In die vermögensrechtliche Stellung des Klägers am Nachlass ist jedoch die Ehefrau als Erwerberin eingetreten (vgl. Palandt, BGB, 77. Aufl. 2018, § 2033 Rn. 6 f.) mit der Folge, dass der Kläger seine Klagebefugnis verloren hat. Gemäß § 15 FlurbG ist nunmehr auf die Ehefrau des Klägers abzustellen. Als Rechtsvorgänger gilt der Kläger vom Zeitpunkt ihrer Grundbucheintragung ab nicht mehr als Beteiligter und das Gericht kann die diesbezüglichen Klagebegehren nicht weiter würdigen (BayVGH, U.v. 14.10.1964 – 141 VII 61 – RzF 13 zu § 141 I). Teilnehmer sind gemäß § 10 Nr. 1 FlurbG nur die Eigentümer der zum Flurbereinigungsgebiet gehörenden Grundstücke. Eigene Grundstücke im Verfahrensgebiet besitzt der Kläger unstreitig nicht; seinen Anteil an der Erbengemeinschaft, die mit einer Einlagefläche von knapp 28 ha Teilnehmerin des Flurbereinigungsverfahrens G. ist, hat der Kläger an seine Ehefrau übertragen. Diese hat auf Nachfrage mit Schreiben vom 4. November 2017 zunächst mitgeteilt, sie sei nicht Miterbin.

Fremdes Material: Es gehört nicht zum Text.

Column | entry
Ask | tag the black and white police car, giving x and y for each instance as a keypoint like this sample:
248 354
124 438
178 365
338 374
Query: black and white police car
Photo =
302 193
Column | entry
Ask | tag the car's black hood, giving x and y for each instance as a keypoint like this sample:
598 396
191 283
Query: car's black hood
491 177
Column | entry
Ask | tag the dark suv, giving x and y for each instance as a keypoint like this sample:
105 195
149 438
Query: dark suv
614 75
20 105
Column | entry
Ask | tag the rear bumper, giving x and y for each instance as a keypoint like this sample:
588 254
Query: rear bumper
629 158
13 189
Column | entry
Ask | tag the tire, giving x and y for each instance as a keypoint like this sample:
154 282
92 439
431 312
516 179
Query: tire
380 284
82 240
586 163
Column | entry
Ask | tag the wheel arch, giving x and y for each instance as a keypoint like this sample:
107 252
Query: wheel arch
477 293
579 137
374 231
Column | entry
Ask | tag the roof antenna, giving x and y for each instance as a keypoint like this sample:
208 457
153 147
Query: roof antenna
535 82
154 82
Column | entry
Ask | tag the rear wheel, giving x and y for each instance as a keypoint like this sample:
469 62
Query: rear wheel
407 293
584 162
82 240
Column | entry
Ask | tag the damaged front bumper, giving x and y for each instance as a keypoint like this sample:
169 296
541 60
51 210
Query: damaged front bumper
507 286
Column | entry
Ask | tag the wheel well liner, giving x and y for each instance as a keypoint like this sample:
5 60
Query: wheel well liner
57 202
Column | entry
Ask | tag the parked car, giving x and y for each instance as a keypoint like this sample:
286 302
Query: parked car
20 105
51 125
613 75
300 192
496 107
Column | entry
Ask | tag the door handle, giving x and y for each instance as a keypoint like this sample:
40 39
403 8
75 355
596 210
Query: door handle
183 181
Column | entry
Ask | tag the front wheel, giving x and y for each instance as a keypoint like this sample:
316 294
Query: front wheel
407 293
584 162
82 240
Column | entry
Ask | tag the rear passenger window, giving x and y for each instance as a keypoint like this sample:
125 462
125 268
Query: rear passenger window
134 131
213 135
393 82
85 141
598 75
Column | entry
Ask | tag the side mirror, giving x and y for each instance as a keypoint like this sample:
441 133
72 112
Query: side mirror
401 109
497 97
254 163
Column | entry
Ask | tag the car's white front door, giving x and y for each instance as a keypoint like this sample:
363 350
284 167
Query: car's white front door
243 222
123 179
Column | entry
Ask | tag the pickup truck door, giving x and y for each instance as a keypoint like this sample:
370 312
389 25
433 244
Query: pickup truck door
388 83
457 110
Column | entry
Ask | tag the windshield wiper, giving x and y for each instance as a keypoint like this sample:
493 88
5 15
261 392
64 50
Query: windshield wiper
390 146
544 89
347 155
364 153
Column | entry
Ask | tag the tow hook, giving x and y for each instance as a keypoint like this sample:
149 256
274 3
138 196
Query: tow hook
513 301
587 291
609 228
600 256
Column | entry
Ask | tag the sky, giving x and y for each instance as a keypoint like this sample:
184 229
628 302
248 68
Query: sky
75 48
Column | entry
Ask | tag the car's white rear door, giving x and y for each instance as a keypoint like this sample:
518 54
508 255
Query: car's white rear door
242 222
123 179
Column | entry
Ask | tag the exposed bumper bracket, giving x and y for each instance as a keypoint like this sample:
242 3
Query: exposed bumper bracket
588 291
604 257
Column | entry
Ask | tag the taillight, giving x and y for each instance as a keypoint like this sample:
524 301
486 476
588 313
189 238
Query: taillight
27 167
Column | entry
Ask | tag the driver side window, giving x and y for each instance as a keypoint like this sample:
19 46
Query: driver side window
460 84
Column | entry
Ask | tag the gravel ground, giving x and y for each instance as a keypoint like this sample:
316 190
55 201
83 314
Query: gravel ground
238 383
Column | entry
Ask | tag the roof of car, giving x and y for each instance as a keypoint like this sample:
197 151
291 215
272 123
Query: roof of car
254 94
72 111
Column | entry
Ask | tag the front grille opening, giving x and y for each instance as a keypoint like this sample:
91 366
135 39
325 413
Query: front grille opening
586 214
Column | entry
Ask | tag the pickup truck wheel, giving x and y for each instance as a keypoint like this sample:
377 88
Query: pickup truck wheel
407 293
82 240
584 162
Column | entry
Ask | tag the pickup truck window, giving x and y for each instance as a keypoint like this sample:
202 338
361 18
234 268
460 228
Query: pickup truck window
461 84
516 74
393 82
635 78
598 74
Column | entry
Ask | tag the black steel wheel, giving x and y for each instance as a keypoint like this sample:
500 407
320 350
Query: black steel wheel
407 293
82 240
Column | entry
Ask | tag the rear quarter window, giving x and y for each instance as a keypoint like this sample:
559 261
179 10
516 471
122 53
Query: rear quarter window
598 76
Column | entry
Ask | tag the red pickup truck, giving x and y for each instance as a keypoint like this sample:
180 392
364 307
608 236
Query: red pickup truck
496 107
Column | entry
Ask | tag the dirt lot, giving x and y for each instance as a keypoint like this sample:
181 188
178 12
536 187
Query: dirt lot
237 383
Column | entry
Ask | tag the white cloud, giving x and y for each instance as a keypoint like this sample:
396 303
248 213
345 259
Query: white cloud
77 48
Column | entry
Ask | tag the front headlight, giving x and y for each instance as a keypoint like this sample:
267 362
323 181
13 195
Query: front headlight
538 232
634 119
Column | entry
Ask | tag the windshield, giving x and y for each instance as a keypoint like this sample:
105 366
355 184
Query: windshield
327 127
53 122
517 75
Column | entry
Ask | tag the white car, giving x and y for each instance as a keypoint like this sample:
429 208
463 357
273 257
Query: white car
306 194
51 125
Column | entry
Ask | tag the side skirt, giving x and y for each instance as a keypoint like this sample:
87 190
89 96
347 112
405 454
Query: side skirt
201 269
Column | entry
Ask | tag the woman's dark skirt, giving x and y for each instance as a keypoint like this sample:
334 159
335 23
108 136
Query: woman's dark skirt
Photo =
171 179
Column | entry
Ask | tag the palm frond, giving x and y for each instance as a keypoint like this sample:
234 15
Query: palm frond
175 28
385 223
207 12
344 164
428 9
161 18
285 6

Letztendlich führte die Ehefrau des Klägers das Verfahren aber nach ihrer Eintragung im Grundbuch fort, indem sie eine Vollmachtsurkunde vom 27. November 2017 vorlegte, in der sie ihren Ehemann, den Kläger, zu ihrer Vertretung bevollmächtigt hatte. Damit hat die Ehefrau des Klägers zu erkennen gegeben, dass sie die Rechtsmittel ihres Ehemanns weiter verfolgt. Sie ist nunmehr anstelle des Klägers Teilnehmerin des Verfahrens. In der Folge ist der Kläger als Teilnehmer gemäß § 10 Nr. 1 FlurbG ausgeschieden und nicht mehr klagebefugt.
Angesichts der Unzulässigkeit der Klage kommt es auf die inhaltlichen Rügen des Klägers nicht mehr an.
Die Kostenentscheidung beruht auf § 147 Abs. 1 FlurbG i.V.m. § 154 Abs. 1 VwGO. Der Ausspruch zur vorläufigen Vollstreckbarkeit folgt aus § 167 VwGO i.V.m. §§ 708 ff. ZPO. Die Revision zum Bundesverwaltungsgericht war nicht zuzulassen, da keine der Voraussetzungen des § 132 Abs. 2 VwGO vorliegt.